The opposition leader was in Washington on Wednesday to convince U.S. lawmakers and officials from the World Bank and International Monetary Fund that Mr. Hun Sen’s government lacks the legitimacy to sign on to loans and contracts on behalf of Cambodia, according to the Associated Press.

“The international community, especially donor countries, should not do business as usual with the current Cambodian government,” Mr.
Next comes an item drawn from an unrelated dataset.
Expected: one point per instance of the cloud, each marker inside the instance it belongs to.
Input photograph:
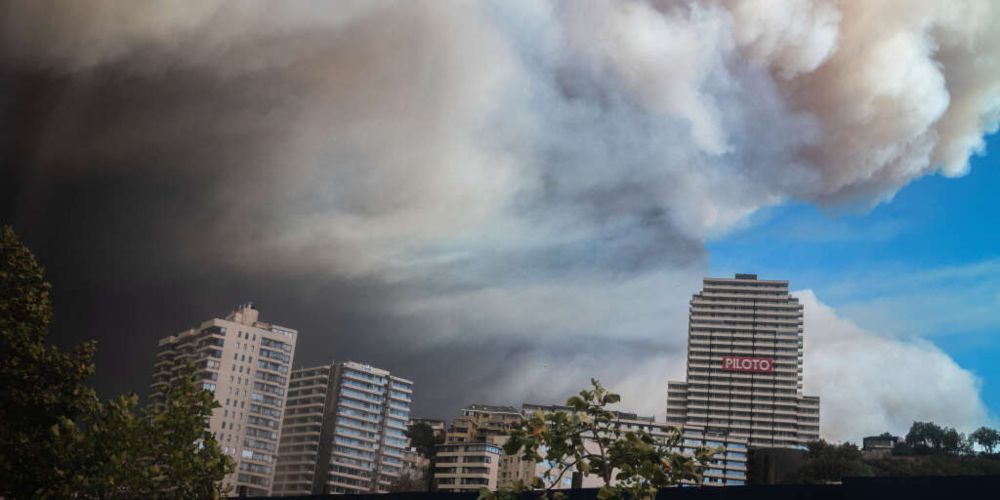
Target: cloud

Rainsy is quoted as saying.

The CNRP has been obstructed in its attempts to collect 3 million signatures and thumb prints for its petition to the U.N. and the agreement signatories, with Phnom Penh City Hall on October 10 having handed down an order to authorities to prevent people gathering names for the petition in public places.

Next week’s demonstration will be the opposition’s first since last month’s three-day mass demonstration in which the streets of Phnom Penh were placed in a state of near total security shut down and one man was shot dead near Monivong Bridge after clashes broke out between authorities and stone-throwing protesters angered over the severe road blockages caused by the security forces.

At that time, major boulevards and small streets alike were closed off around Phnom Penh using barricades covered in razor-wire and manned by military police, while a number of smaller demonstrations held since have been marred by the authorities’ attempts to quash them with violence.

City Hall spokesman Long Dimanche said municipal authorities will meet with CNRP leaders at 8 a.m. today to discuss the opposition’s planned demonstration and marches but declined to comment further.

National military police spokes­man Lieutenant General Kheng Tito said that military police would follow orders from City Hall to either stop opposition supporters from marching or to provide them with security as they march.

“If the authorities do not allow them on the roads and they still want to march, we will prevent them from marching,” he said. “The prevention will depend on the situation: We won’t touch them, we just prohibit them walking, but if they use violence, we will crack down.”

“We are authorities, and we don’t want anything to impact the demonstrators because they are Khmer like the authorities too,” he added.

If the CNRP follows through with its plans to march to the U.N. offices and the seven embassies listed in its letter to City Hall, and attracts anywhere near the 20,000 people who turned out to its three-day demonstration last month, security forces may be forced to deal with marching on a scale never before seen in the capital.

Marie-Dominique Parent, officer in charge and deputy representative of the Office of the High Commissioner for Human Rights (OHCHR) in Phnom Penh, said the organization was aware of the petition.

“OHCHR is aware that the CNRP plans to deliver a petition to the U.N. Secretary General through our Office in Cambodia. We will receive it and forward it as necessary to the Office of the Secretary General in New York,” Ms. Parent said in a message.

Mr. Sovann, the CNRP spokes­man, said the opposition would not be deterred if authorities decide to prohibit the demonstration and marches.

“Why? Why would they send police and barricades? Are we the enemy? Are we doing anything wrong?” Mr. Sovann asked.